Research Statement
Our research efforts are directed towards understanding the mechanisms underlying malignant progression, a seemingly inevitable process that results in therapeutic failure and patient death. Malignant progression requires genetic, epigenetic, and metabolic alterations that enable tumor cells to evolve and acquire aggressive malignant properties. My lab focuses on malignant progression of glioma, the most common and deadly form of human brain cancers, by conducting research in the following areas:
Tumor Hypoxia
Previous studies from my lab and others have indicated a critical role for hypoxia (low oxygen tension) in malignant progression. We first demonstrated in cell culture models that the hypoxia-inducible factor 1α (HIF-1α), a master regulator of oxygen homeostasis, induces genetic alterations by inhibiting DNA repair. At the molecular level, we identified a novel mechanism that accounts for the hypoxic suppression of DNA repair via the Myc pathway. To demonstrate in vivo effects of HIF-1α on genetic alteration, we have adopted the RACS/TVA mouse model to test our hypothesis that HIF-1α overexpression drives glioma progression by inducing genetic alteration.
Glioma Metabolism
Metabolic reprogramming is an adaptive response critical for the survival and proliferation of cancer cells through the reduction of glucose oxidation (the Warburg effect) and diversion of glycolytic metabolites for the synthesis of macromolecules.
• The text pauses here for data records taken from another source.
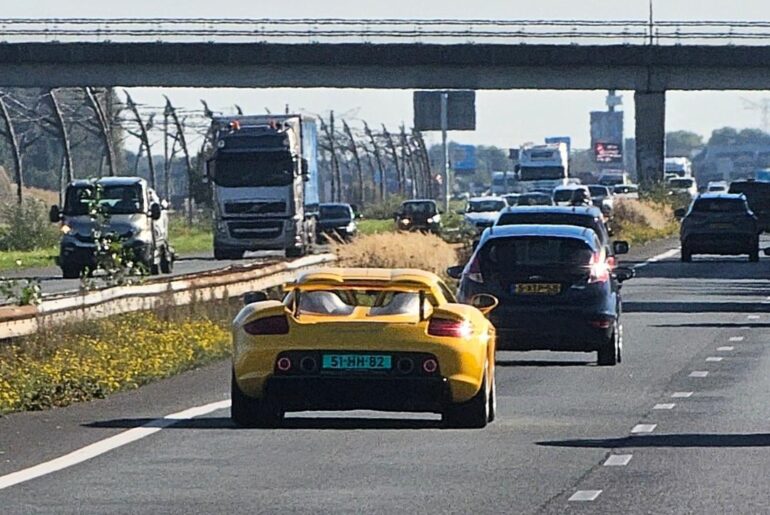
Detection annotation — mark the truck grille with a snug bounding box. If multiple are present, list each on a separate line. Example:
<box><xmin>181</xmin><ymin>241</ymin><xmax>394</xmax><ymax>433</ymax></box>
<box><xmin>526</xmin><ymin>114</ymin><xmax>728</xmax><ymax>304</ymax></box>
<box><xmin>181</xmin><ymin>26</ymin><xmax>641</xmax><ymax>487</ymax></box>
<box><xmin>225</xmin><ymin>201</ymin><xmax>286</xmax><ymax>215</ymax></box>
<box><xmin>227</xmin><ymin>220</ymin><xmax>283</xmax><ymax>240</ymax></box>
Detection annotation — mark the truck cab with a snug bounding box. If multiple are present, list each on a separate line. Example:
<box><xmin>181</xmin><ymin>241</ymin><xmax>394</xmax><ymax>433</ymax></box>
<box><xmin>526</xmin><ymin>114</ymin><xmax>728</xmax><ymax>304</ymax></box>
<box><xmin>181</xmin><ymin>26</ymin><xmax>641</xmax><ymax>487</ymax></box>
<box><xmin>50</xmin><ymin>177</ymin><xmax>174</xmax><ymax>279</ymax></box>
<box><xmin>207</xmin><ymin>115</ymin><xmax>319</xmax><ymax>259</ymax></box>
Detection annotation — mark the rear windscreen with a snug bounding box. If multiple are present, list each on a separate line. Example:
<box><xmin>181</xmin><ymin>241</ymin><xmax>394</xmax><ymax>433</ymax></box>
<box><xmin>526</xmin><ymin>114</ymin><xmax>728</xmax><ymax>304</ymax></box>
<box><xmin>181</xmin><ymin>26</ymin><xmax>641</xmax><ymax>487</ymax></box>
<box><xmin>481</xmin><ymin>236</ymin><xmax>593</xmax><ymax>268</ymax></box>
<box><xmin>692</xmin><ymin>198</ymin><xmax>746</xmax><ymax>213</ymax></box>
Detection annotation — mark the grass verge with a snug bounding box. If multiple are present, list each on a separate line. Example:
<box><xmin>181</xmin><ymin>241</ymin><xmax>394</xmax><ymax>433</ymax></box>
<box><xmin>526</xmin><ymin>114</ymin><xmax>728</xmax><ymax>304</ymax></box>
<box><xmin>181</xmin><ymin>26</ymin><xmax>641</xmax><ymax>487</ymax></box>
<box><xmin>0</xmin><ymin>305</ymin><xmax>232</xmax><ymax>413</ymax></box>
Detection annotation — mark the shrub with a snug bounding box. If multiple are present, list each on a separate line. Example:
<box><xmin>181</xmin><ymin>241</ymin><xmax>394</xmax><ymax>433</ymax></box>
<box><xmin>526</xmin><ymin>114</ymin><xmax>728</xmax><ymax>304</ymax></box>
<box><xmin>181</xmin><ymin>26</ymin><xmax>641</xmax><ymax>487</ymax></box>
<box><xmin>0</xmin><ymin>199</ymin><xmax>59</xmax><ymax>250</ymax></box>
<box><xmin>332</xmin><ymin>232</ymin><xmax>457</xmax><ymax>276</ymax></box>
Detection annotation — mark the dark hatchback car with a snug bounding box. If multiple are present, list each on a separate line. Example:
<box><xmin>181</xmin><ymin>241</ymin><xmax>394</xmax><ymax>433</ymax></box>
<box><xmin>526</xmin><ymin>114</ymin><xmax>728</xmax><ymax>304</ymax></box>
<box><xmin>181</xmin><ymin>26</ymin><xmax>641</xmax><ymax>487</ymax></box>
<box><xmin>316</xmin><ymin>203</ymin><xmax>358</xmax><ymax>243</ymax></box>
<box><xmin>447</xmin><ymin>225</ymin><xmax>634</xmax><ymax>365</ymax></box>
<box><xmin>393</xmin><ymin>200</ymin><xmax>441</xmax><ymax>234</ymax></box>
<box><xmin>495</xmin><ymin>206</ymin><xmax>629</xmax><ymax>267</ymax></box>
<box><xmin>727</xmin><ymin>180</ymin><xmax>770</xmax><ymax>232</ymax></box>
<box><xmin>676</xmin><ymin>193</ymin><xmax>760</xmax><ymax>263</ymax></box>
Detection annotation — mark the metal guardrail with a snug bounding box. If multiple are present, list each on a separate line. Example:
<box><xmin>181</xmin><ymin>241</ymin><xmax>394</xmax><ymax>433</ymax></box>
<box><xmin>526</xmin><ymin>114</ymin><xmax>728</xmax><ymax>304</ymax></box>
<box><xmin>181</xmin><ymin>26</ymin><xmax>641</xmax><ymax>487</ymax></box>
<box><xmin>0</xmin><ymin>18</ymin><xmax>770</xmax><ymax>45</ymax></box>
<box><xmin>0</xmin><ymin>254</ymin><xmax>336</xmax><ymax>340</ymax></box>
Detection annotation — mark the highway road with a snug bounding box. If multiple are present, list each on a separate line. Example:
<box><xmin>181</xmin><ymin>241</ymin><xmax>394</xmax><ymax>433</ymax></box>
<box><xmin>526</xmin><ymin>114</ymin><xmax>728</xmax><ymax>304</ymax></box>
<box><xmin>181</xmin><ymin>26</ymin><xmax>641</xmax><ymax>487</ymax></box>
<box><xmin>0</xmin><ymin>241</ymin><xmax>770</xmax><ymax>514</ymax></box>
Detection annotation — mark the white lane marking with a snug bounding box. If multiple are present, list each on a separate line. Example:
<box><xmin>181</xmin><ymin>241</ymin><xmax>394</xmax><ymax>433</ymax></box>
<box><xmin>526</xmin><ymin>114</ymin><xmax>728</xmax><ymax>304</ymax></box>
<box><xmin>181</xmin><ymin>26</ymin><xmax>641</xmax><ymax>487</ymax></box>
<box><xmin>631</xmin><ymin>424</ymin><xmax>658</xmax><ymax>435</ymax></box>
<box><xmin>0</xmin><ymin>399</ymin><xmax>230</xmax><ymax>490</ymax></box>
<box><xmin>633</xmin><ymin>247</ymin><xmax>679</xmax><ymax>268</ymax></box>
<box><xmin>604</xmin><ymin>454</ymin><xmax>633</xmax><ymax>467</ymax></box>
<box><xmin>569</xmin><ymin>490</ymin><xmax>602</xmax><ymax>501</ymax></box>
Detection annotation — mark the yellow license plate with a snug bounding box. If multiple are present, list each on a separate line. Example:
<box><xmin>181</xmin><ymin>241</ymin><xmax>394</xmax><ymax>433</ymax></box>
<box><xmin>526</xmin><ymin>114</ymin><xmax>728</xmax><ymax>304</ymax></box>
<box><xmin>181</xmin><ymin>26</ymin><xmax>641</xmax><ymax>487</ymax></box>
<box><xmin>513</xmin><ymin>283</ymin><xmax>561</xmax><ymax>295</ymax></box>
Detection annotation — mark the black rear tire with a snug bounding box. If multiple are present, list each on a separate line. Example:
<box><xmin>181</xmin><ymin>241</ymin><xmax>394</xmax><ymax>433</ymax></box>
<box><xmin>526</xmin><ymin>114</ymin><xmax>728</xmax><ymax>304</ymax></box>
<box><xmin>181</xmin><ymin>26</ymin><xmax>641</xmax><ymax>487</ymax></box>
<box><xmin>442</xmin><ymin>367</ymin><xmax>490</xmax><ymax>429</ymax></box>
<box><xmin>230</xmin><ymin>372</ymin><xmax>283</xmax><ymax>428</ymax></box>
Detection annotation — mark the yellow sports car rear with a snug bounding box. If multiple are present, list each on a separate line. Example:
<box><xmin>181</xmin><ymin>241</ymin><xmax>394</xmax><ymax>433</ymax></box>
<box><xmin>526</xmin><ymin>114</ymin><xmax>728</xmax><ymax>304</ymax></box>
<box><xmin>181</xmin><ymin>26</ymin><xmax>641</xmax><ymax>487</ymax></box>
<box><xmin>232</xmin><ymin>268</ymin><xmax>496</xmax><ymax>427</ymax></box>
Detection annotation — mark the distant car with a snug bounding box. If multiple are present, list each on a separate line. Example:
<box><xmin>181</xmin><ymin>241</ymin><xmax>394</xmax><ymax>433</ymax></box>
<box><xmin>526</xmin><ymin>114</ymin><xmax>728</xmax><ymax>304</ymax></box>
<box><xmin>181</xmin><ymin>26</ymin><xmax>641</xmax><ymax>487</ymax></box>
<box><xmin>492</xmin><ymin>206</ymin><xmax>629</xmax><ymax>267</ymax></box>
<box><xmin>727</xmin><ymin>180</ymin><xmax>770</xmax><ymax>232</ymax></box>
<box><xmin>316</xmin><ymin>203</ymin><xmax>358</xmax><ymax>243</ymax></box>
<box><xmin>230</xmin><ymin>268</ymin><xmax>497</xmax><ymax>428</ymax></box>
<box><xmin>464</xmin><ymin>197</ymin><xmax>508</xmax><ymax>232</ymax></box>
<box><xmin>394</xmin><ymin>200</ymin><xmax>441</xmax><ymax>234</ymax></box>
<box><xmin>612</xmin><ymin>184</ymin><xmax>639</xmax><ymax>200</ymax></box>
<box><xmin>516</xmin><ymin>192</ymin><xmax>553</xmax><ymax>206</ymax></box>
<box><xmin>666</xmin><ymin>177</ymin><xmax>698</xmax><ymax>203</ymax></box>
<box><xmin>552</xmin><ymin>184</ymin><xmax>591</xmax><ymax>206</ymax></box>
<box><xmin>447</xmin><ymin>225</ymin><xmax>633</xmax><ymax>365</ymax></box>
<box><xmin>503</xmin><ymin>193</ymin><xmax>521</xmax><ymax>206</ymax></box>
<box><xmin>676</xmin><ymin>193</ymin><xmax>759</xmax><ymax>263</ymax></box>
<box><xmin>588</xmin><ymin>184</ymin><xmax>614</xmax><ymax>218</ymax></box>
<box><xmin>706</xmin><ymin>181</ymin><xmax>727</xmax><ymax>193</ymax></box>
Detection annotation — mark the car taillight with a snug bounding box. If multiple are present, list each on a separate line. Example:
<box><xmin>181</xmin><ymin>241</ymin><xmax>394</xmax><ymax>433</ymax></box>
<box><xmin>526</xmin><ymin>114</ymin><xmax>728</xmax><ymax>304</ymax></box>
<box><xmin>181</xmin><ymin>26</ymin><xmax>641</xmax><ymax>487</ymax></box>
<box><xmin>466</xmin><ymin>254</ymin><xmax>484</xmax><ymax>283</ymax></box>
<box><xmin>588</xmin><ymin>252</ymin><xmax>610</xmax><ymax>284</ymax></box>
<box><xmin>428</xmin><ymin>318</ymin><xmax>473</xmax><ymax>338</ymax></box>
<box><xmin>243</xmin><ymin>315</ymin><xmax>289</xmax><ymax>336</ymax></box>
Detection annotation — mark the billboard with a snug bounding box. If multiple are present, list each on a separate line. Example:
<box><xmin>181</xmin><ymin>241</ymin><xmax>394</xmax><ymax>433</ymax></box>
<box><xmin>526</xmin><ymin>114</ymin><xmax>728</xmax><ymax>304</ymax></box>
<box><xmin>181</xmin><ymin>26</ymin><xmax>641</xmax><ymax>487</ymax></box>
<box><xmin>413</xmin><ymin>91</ymin><xmax>476</xmax><ymax>131</ymax></box>
<box><xmin>591</xmin><ymin>111</ymin><xmax>623</xmax><ymax>163</ymax></box>
<box><xmin>449</xmin><ymin>145</ymin><xmax>476</xmax><ymax>175</ymax></box>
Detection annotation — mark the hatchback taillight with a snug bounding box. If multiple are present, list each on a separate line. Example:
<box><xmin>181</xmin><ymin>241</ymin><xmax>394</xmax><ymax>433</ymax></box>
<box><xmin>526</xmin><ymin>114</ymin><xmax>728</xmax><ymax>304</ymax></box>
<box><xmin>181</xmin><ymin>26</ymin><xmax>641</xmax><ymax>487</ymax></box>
<box><xmin>588</xmin><ymin>252</ymin><xmax>610</xmax><ymax>284</ymax></box>
<box><xmin>428</xmin><ymin>318</ymin><xmax>473</xmax><ymax>338</ymax></box>
<box><xmin>243</xmin><ymin>315</ymin><xmax>289</xmax><ymax>336</ymax></box>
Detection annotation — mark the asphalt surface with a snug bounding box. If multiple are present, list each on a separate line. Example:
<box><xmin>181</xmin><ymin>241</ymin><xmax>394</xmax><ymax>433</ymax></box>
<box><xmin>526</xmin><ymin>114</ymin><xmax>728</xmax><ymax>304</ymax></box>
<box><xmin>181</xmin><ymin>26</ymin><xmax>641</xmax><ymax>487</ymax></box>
<box><xmin>0</xmin><ymin>241</ymin><xmax>770</xmax><ymax>514</ymax></box>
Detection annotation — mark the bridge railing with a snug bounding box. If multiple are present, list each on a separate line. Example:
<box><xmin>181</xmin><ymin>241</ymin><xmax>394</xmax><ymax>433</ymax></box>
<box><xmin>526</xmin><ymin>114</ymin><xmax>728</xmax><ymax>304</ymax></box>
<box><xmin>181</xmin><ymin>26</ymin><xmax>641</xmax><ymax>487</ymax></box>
<box><xmin>0</xmin><ymin>18</ymin><xmax>770</xmax><ymax>45</ymax></box>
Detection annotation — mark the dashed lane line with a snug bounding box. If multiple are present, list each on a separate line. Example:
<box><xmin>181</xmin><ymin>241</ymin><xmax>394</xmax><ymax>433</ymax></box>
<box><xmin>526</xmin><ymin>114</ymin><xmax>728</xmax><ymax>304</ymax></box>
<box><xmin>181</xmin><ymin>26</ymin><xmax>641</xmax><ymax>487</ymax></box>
<box><xmin>569</xmin><ymin>490</ymin><xmax>602</xmax><ymax>501</ymax></box>
<box><xmin>604</xmin><ymin>454</ymin><xmax>633</xmax><ymax>467</ymax></box>
<box><xmin>0</xmin><ymin>399</ymin><xmax>230</xmax><ymax>490</ymax></box>
<box><xmin>631</xmin><ymin>424</ymin><xmax>658</xmax><ymax>435</ymax></box>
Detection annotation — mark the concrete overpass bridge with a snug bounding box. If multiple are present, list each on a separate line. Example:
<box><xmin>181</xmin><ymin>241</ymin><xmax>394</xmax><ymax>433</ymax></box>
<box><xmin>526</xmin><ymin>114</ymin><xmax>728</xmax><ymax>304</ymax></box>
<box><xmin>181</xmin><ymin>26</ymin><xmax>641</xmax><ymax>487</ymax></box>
<box><xmin>0</xmin><ymin>19</ymin><xmax>770</xmax><ymax>180</ymax></box>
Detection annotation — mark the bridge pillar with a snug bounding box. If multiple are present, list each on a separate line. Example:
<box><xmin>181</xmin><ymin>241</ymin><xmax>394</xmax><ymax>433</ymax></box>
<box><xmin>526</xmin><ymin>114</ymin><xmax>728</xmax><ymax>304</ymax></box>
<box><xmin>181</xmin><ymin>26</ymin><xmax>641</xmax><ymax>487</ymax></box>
<box><xmin>634</xmin><ymin>91</ymin><xmax>666</xmax><ymax>185</ymax></box>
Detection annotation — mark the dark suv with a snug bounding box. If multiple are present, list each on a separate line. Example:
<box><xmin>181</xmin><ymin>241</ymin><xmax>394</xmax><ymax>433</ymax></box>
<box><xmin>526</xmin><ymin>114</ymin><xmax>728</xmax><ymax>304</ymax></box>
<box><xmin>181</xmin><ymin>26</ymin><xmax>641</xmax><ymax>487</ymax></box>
<box><xmin>447</xmin><ymin>225</ymin><xmax>633</xmax><ymax>365</ymax></box>
<box><xmin>676</xmin><ymin>193</ymin><xmax>760</xmax><ymax>263</ymax></box>
<box><xmin>495</xmin><ymin>206</ymin><xmax>629</xmax><ymax>266</ymax></box>
<box><xmin>727</xmin><ymin>180</ymin><xmax>770</xmax><ymax>232</ymax></box>
<box><xmin>394</xmin><ymin>200</ymin><xmax>441</xmax><ymax>234</ymax></box>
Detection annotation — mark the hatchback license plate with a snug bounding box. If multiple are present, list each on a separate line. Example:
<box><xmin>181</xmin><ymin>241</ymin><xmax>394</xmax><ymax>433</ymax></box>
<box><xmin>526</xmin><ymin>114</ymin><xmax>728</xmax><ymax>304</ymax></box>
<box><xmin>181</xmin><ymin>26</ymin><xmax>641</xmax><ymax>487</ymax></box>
<box><xmin>321</xmin><ymin>354</ymin><xmax>393</xmax><ymax>370</ymax></box>
<box><xmin>513</xmin><ymin>283</ymin><xmax>561</xmax><ymax>295</ymax></box>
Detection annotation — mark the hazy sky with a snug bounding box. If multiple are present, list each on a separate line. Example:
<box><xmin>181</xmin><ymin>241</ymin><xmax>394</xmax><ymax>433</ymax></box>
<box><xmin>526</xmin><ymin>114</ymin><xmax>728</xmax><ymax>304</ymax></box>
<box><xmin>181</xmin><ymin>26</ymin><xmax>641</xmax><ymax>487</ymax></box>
<box><xmin>6</xmin><ymin>0</ymin><xmax>770</xmax><ymax>151</ymax></box>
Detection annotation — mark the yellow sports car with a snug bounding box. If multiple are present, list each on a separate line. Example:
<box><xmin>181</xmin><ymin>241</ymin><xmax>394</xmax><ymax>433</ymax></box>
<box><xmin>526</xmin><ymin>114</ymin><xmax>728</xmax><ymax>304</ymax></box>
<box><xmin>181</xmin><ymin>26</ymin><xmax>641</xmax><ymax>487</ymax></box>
<box><xmin>231</xmin><ymin>268</ymin><xmax>497</xmax><ymax>427</ymax></box>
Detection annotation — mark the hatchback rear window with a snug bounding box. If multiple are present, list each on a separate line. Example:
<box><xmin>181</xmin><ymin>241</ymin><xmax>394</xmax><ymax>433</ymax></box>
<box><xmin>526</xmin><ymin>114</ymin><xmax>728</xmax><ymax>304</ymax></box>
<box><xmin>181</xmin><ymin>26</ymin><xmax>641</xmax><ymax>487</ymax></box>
<box><xmin>481</xmin><ymin>236</ymin><xmax>593</xmax><ymax>268</ymax></box>
<box><xmin>692</xmin><ymin>198</ymin><xmax>746</xmax><ymax>213</ymax></box>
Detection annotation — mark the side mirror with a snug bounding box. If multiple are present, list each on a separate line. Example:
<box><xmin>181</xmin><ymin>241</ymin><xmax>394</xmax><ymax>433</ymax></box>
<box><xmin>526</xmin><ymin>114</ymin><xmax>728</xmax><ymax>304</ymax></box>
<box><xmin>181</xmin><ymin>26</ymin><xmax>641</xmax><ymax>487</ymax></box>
<box><xmin>471</xmin><ymin>293</ymin><xmax>500</xmax><ymax>316</ymax></box>
<box><xmin>612</xmin><ymin>240</ymin><xmax>631</xmax><ymax>254</ymax></box>
<box><xmin>150</xmin><ymin>202</ymin><xmax>161</xmax><ymax>220</ymax></box>
<box><xmin>446</xmin><ymin>265</ymin><xmax>465</xmax><ymax>279</ymax></box>
<box><xmin>613</xmin><ymin>266</ymin><xmax>636</xmax><ymax>283</ymax></box>
<box><xmin>248</xmin><ymin>291</ymin><xmax>268</xmax><ymax>306</ymax></box>
<box><xmin>48</xmin><ymin>205</ymin><xmax>61</xmax><ymax>223</ymax></box>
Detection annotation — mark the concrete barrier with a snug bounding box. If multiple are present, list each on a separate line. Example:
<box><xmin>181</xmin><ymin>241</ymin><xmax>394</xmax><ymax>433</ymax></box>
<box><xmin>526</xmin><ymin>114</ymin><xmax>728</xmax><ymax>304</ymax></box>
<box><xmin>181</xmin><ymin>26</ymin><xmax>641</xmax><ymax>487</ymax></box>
<box><xmin>0</xmin><ymin>254</ymin><xmax>336</xmax><ymax>339</ymax></box>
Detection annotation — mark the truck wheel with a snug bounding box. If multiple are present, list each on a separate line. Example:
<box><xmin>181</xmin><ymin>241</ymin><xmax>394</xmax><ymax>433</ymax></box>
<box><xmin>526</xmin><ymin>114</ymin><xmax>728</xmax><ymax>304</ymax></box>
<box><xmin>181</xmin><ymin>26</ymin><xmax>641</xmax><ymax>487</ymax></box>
<box><xmin>160</xmin><ymin>246</ymin><xmax>174</xmax><ymax>274</ymax></box>
<box><xmin>61</xmin><ymin>265</ymin><xmax>82</xmax><ymax>279</ymax></box>
<box><xmin>230</xmin><ymin>372</ymin><xmax>283</xmax><ymax>428</ymax></box>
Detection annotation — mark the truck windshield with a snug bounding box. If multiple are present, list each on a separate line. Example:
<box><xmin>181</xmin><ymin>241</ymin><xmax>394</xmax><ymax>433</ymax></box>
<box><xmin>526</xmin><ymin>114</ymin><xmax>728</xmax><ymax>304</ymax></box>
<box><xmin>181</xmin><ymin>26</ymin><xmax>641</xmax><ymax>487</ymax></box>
<box><xmin>212</xmin><ymin>152</ymin><xmax>294</xmax><ymax>188</ymax></box>
<box><xmin>64</xmin><ymin>184</ymin><xmax>143</xmax><ymax>216</ymax></box>
<box><xmin>519</xmin><ymin>166</ymin><xmax>564</xmax><ymax>181</ymax></box>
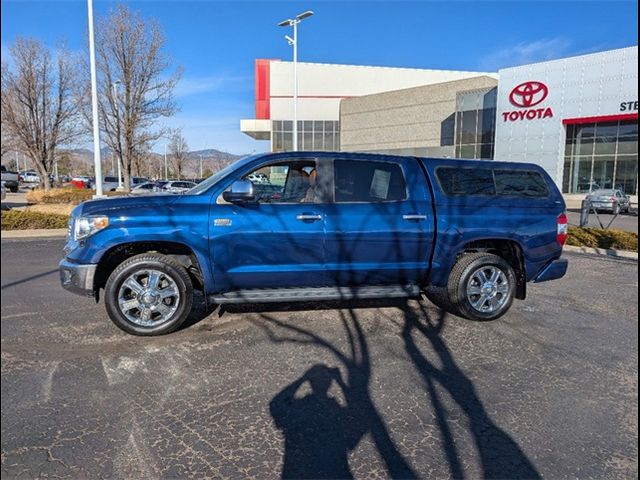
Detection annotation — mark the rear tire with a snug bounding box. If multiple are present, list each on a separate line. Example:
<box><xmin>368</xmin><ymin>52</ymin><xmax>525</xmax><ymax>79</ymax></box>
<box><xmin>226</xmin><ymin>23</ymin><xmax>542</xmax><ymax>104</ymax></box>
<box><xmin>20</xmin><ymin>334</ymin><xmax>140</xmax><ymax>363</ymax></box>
<box><xmin>447</xmin><ymin>253</ymin><xmax>516</xmax><ymax>320</ymax></box>
<box><xmin>105</xmin><ymin>253</ymin><xmax>193</xmax><ymax>336</ymax></box>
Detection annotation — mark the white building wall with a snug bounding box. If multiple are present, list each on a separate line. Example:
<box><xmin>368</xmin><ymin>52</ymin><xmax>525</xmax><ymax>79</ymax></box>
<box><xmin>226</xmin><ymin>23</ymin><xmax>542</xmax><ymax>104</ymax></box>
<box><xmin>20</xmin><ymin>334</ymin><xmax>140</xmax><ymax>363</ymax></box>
<box><xmin>269</xmin><ymin>60</ymin><xmax>497</xmax><ymax>120</ymax></box>
<box><xmin>495</xmin><ymin>46</ymin><xmax>638</xmax><ymax>187</ymax></box>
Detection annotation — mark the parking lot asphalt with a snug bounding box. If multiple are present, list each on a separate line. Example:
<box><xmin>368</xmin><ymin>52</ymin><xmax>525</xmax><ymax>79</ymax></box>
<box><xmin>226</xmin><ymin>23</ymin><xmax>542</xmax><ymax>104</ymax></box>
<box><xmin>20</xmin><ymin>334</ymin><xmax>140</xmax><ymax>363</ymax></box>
<box><xmin>1</xmin><ymin>239</ymin><xmax>638</xmax><ymax>478</ymax></box>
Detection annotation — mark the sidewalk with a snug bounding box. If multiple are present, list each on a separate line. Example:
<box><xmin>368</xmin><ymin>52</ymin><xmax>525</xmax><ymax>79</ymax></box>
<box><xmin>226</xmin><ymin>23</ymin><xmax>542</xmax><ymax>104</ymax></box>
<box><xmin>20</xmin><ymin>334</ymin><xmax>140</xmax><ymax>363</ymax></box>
<box><xmin>0</xmin><ymin>228</ymin><xmax>67</xmax><ymax>240</ymax></box>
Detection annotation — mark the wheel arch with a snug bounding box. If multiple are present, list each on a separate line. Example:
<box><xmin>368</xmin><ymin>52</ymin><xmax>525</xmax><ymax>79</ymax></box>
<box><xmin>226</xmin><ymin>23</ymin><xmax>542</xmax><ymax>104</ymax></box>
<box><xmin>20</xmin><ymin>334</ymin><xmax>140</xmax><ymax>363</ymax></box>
<box><xmin>453</xmin><ymin>238</ymin><xmax>527</xmax><ymax>300</ymax></box>
<box><xmin>93</xmin><ymin>240</ymin><xmax>206</xmax><ymax>300</ymax></box>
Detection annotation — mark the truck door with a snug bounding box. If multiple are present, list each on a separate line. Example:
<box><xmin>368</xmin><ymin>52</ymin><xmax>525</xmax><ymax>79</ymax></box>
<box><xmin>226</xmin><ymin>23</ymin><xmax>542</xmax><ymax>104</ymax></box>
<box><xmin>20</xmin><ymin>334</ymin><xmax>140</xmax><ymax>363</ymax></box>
<box><xmin>209</xmin><ymin>159</ymin><xmax>327</xmax><ymax>291</ymax></box>
<box><xmin>325</xmin><ymin>155</ymin><xmax>435</xmax><ymax>286</ymax></box>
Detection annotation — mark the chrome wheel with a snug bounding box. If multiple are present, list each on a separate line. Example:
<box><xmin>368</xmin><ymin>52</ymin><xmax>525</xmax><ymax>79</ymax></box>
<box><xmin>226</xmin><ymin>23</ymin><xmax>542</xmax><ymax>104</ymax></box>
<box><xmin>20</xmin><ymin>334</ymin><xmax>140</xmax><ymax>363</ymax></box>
<box><xmin>467</xmin><ymin>265</ymin><xmax>511</xmax><ymax>313</ymax></box>
<box><xmin>118</xmin><ymin>269</ymin><xmax>180</xmax><ymax>327</ymax></box>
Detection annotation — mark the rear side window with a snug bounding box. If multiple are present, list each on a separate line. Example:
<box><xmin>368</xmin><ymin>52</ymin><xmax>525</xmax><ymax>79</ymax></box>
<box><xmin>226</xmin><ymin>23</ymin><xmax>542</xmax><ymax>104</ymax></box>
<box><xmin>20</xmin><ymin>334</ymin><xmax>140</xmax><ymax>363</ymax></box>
<box><xmin>494</xmin><ymin>170</ymin><xmax>549</xmax><ymax>198</ymax></box>
<box><xmin>333</xmin><ymin>160</ymin><xmax>407</xmax><ymax>203</ymax></box>
<box><xmin>436</xmin><ymin>168</ymin><xmax>496</xmax><ymax>195</ymax></box>
<box><xmin>436</xmin><ymin>167</ymin><xmax>550</xmax><ymax>198</ymax></box>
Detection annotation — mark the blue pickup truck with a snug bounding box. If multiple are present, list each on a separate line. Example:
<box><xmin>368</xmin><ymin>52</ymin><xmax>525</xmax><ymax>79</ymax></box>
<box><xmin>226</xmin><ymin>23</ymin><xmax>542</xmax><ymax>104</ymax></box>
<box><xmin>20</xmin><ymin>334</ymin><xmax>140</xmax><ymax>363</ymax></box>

The mitochondrial pyruvate carrier (MPC) protein complex, consisting of MPC1 and MPC2, is essential for pyruvate transport into mitochondria. In most human cancers, MPC1 is frequently deleted or down-regulated and, furthermore, the MPC activity is low, which is consistent with the concept of Warburg effect. The role of MPC in malignant glioma, however, seems more complex, as indicated by our bioinformatics analysis of patient data and experimental data. We hypothesize the cerebral cortex provides a unique microenvironment for tumor cell survival and we are actively testing this hypothesis in order to identify metabolic vulnerabilities of glioma cells that can be used for therapeutic intervention.
IDH-mutant Glioma
The cytosolic isocitrate dehydrogenase 1 gene (IDH1) catalyzes the conversion of isocitrate to 2-oxoglutarate concomitant with the production of NADPH. IDH1 mutations at Arg132 are most common in human glioma, particularly in lower-grade gliomas. Mutant IDH1 converts 2-oxoglutarate to 2-hydroxyglutarate, a potent inhibitor of 2-oxoglutarate-dependent histone demethylases and the TET family of 5-methylcytosine hydroxylases. Consequently, IDH-mutant gliomas exhibit a CpG island methylator phenotype resulting from histone and DNA hypermethylation. The current prevailing hypothesis is that mutant IDH1 acts as an oncogenic driver of glioma genesis, which is difficult to account for much improved overall survival of patients with IDH-mutant glioma than those with IDH-wildtype glioma. Our analysis of patient and experimental data, however, has led to a disparate hypothesis, i.e., the mutation of IDH1 is a protective response from the affected cells to retard oncogenic transformation and progression, yet attenuation of the epigenetic change is likely an escape mechanism that drives eventual progression of glioma. We have devised various approaches to the test of our hypothesis and furthermore have developed an interest in identifying risk factors specific to IDH-mutant patients for early intervention.